Don’t have a waffle maker? No problem. Just add about a half cup more water or soy milk and make pancakes! Also note that if you don’t have spelt flour, equal parts white and whole wheat will work fine. I’ve made these with up to 2 cups whole wheat flour and they turn out fine. You can try white whole wheat also. Finally, here’s one more tip: measure the canola oil first then use the same quarter cup for measuring the molasses, this way it’ll slide right out of the cup. Six tablespoons is one quarter cup plus another half a quarter cup – just eyeball it and it’ll be fine.
Sound good? Here’s another waffle recipe in the same mold from Darlene’s blog.
This is a fairly common (and quick) meal around here: rice, vegetables (maybe some tofu too) and a sauce wrapped in a whole wheat tortilla. In this case we fried tofu, onions and carrots together (salt and pepper is all you really need for seasoning but if you want something more add whatever you like). We also sauteed some kale, then wrapped all that up with rice and a lemon tahini dressing. Which reminds me. Never buy salad dressing in a bottle. Make it yourself. But that’s another post.
One thing that keeps us sane during the week is to cook as much as we can on the weekends. We’re not necessarily cooking full meals on the weekends but rather some staples around which we can base several weeknight meals. Yesterday we cooked a big pot of brown rice and a big batch of seitan. Once those two things were done then I just diced a couple of sweet potatoes from our CSA and fried them in a big skillet with some of the seitan and called it a hash. Since I sometimes like brown sugar on my sweet potatoes I made a mix of molasses and agave and drizzled that on the hash and we served it with some rice and called it dinner. Pretty simple but typical of what we’re doing these days. The rice also went into veggie burgers for tonight’s dinner but that’s another post.
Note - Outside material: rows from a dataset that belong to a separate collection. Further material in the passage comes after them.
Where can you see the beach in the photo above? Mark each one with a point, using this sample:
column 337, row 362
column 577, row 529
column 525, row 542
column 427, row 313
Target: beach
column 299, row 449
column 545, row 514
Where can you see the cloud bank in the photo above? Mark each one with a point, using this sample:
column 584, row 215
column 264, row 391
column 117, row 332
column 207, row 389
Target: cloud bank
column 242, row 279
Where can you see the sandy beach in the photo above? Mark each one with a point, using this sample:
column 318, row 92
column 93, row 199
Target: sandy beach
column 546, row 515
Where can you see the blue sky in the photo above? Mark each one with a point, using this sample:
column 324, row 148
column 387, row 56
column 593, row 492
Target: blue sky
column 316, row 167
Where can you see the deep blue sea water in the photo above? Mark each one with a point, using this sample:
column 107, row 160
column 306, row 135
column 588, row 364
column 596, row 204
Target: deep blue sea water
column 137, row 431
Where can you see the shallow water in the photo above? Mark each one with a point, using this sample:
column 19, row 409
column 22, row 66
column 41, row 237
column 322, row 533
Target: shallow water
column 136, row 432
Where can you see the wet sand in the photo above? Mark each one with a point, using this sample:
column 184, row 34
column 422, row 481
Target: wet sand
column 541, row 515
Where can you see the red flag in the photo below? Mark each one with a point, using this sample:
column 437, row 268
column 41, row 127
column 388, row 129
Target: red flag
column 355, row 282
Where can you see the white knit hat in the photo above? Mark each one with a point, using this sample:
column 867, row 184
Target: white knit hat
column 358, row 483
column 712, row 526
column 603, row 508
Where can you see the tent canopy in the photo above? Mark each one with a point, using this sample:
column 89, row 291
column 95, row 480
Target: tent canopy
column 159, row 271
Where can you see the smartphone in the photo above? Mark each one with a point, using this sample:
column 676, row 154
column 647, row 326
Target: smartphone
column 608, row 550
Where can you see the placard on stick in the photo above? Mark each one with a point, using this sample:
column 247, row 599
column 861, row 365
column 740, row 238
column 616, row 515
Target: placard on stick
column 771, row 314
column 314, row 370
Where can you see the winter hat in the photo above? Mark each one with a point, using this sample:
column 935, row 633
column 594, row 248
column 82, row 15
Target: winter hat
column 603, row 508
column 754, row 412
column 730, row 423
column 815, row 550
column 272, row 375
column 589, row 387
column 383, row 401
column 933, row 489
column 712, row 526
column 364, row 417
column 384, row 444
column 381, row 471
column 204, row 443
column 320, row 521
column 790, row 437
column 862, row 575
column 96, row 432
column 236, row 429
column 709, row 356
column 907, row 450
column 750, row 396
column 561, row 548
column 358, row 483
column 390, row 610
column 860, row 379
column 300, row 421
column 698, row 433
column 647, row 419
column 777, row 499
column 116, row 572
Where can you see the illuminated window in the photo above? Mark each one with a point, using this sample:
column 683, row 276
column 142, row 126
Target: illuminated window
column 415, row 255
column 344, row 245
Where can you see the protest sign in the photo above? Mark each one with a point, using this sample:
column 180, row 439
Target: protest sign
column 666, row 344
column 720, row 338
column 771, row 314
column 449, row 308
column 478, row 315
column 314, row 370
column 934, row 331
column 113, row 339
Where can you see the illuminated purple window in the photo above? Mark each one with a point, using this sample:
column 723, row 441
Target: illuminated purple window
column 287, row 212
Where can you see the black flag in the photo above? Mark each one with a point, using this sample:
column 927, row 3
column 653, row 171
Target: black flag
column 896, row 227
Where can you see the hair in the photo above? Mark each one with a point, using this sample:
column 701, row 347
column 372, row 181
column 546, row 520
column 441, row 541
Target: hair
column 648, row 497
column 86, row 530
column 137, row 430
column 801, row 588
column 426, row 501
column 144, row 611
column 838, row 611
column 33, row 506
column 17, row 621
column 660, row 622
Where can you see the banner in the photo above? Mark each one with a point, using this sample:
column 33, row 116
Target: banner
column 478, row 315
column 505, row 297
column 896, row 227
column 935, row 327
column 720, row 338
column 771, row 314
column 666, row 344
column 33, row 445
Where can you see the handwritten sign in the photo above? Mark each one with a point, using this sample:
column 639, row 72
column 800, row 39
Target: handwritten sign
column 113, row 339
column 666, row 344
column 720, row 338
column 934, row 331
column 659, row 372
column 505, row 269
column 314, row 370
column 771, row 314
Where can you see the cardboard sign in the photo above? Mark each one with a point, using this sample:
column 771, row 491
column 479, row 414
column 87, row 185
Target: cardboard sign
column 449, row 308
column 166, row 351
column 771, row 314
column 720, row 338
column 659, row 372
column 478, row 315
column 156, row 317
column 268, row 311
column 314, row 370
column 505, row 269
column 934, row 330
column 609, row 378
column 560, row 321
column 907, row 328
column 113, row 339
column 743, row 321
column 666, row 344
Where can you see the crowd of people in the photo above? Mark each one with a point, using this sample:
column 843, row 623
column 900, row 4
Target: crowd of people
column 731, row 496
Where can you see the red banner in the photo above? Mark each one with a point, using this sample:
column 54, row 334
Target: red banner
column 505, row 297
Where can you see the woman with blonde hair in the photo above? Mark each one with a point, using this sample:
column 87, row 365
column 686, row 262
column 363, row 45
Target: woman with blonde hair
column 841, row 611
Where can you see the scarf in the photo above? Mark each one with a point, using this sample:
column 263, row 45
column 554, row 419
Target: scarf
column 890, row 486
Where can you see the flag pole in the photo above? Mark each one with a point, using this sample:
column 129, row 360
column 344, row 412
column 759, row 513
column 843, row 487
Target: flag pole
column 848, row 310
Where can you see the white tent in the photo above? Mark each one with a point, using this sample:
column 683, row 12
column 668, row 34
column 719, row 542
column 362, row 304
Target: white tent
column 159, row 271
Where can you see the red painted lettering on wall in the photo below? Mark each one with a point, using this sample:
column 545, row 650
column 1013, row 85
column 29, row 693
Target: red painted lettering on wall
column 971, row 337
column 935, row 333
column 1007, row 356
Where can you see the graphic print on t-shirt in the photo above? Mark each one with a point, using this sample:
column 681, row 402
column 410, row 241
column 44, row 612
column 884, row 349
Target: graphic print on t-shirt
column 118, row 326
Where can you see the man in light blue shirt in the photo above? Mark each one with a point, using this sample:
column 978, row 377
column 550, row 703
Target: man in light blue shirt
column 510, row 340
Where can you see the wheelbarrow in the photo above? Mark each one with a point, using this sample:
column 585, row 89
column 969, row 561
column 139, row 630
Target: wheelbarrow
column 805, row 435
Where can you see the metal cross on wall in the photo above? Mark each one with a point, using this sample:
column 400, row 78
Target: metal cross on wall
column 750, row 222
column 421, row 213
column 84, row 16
Back at the dawn of the Enlightenment (you know, in 2005) when there were only a very small handful of vegan food blogs, we started our own little blog. Over four years and 600 posts later we had a baby and precious little time for blogging (or even cooking for that matter) and we decided to call it quits. Now another four years on and we’re jumping back in to the blogging world. Our baby is 5 years old and we have another baby now so our time is still limited but we’re ready to share our kitchen with the world again.
We posted about some pretty elaborate meals in the past and there will be less of that this time around. Most of our meals these days are simple and quick but we do cook from scratch and avoid processed food as much as possible. Our goal here is to show that a busy couple with two young kids can find the time to regularly cook real, healthy food for our family and not resort to pre-packaged convenience foods or eating out. Cooking from scratch can be more time consuming but it’s also healthier and less expensive. We hope we can inspire you to get better acquainted with your kitchen.